They passed Tatham with downcast eyes
and an air of suppressed excitement which did not escape him. He found
the chief constable pacing up and down, talking in subdued tones, and
with a furrowed brow, to the Superintendent of police.
"Come in, come in," said Marvell heartily, at sight of the young man, who
was the chief landowner of the district, and likely within a couple of
years to be its lord lieutenant. "We want your help. Everything points to
young Brand, and there is much reason to think he is still in the
neighbourhood. What assistance can you give us?"
Tatham promised a band of searchers from the estate. The Duddon estate
itself included a great deal of mountain ground, some of the loneliest
and remotest in the district, where a man who knew the fells might very
well take hiding.

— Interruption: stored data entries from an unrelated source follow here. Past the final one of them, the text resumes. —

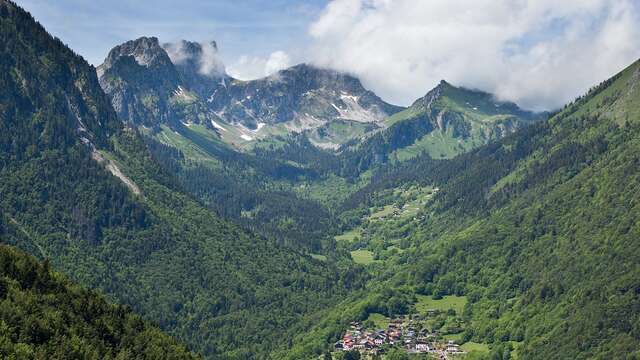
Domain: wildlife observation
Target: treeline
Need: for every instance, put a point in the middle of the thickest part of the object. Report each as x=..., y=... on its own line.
x=44, y=316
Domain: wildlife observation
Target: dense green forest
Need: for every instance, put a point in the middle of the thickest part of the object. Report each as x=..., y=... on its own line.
x=536, y=231
x=44, y=316
x=93, y=201
x=527, y=244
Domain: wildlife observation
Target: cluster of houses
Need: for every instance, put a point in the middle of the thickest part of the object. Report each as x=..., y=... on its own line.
x=397, y=334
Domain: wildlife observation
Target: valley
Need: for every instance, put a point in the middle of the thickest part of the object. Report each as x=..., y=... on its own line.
x=152, y=209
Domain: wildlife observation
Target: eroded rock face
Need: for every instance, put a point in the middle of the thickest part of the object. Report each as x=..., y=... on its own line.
x=303, y=94
x=139, y=78
x=151, y=83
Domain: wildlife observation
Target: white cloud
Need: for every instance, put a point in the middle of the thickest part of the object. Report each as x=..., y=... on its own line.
x=208, y=60
x=539, y=53
x=252, y=67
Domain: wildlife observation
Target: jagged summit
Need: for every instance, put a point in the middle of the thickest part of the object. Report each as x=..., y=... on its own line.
x=145, y=50
x=303, y=96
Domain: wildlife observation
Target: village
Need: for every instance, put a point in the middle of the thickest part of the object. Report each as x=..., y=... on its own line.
x=404, y=332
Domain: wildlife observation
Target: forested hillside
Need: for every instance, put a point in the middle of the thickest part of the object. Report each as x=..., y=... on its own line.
x=87, y=194
x=535, y=233
x=44, y=316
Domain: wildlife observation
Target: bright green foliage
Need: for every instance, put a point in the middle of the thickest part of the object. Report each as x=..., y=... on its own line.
x=538, y=231
x=44, y=316
x=225, y=291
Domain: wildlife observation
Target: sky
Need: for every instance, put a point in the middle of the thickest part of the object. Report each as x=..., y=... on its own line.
x=537, y=53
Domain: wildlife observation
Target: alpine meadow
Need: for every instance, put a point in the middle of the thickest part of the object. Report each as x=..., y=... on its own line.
x=164, y=198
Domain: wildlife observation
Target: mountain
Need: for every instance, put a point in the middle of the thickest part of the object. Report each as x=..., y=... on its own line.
x=85, y=192
x=147, y=88
x=522, y=248
x=300, y=98
x=151, y=83
x=446, y=122
x=44, y=315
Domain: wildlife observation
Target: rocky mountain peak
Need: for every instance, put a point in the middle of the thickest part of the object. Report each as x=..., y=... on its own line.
x=145, y=50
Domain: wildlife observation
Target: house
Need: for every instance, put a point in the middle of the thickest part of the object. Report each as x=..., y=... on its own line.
x=422, y=347
x=453, y=347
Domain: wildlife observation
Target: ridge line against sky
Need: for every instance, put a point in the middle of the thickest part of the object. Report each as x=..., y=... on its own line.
x=538, y=53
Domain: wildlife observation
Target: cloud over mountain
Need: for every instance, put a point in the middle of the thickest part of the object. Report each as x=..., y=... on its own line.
x=538, y=53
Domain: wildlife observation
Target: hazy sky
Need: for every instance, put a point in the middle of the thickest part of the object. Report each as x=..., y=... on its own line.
x=539, y=53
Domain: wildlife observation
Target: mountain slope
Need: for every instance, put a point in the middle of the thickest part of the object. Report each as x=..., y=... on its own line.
x=93, y=200
x=446, y=122
x=43, y=315
x=301, y=97
x=536, y=232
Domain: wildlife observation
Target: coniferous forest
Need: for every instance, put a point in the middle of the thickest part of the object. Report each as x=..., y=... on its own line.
x=138, y=222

Marvell brought out a map, and they pored over it.
The superintendent of police departed.
Then Marvell, with a glance at the door to see that it was safely shut,
said abruptly:
"You know, Faversham has done some unlucky things!"
Tatham eyed him interrogatively.
"It has come out that he was in the Brands' cottage about a week ago,
and that he left money with the family. He says he never saw the younger
son, and did not in fact know him by sight. He offered the elder one
some money in order to help him with his Canadian start. The lad refused,
not being willing, so his mother says--I have seen her myself this
morning--to accept anything from Melrose's agent.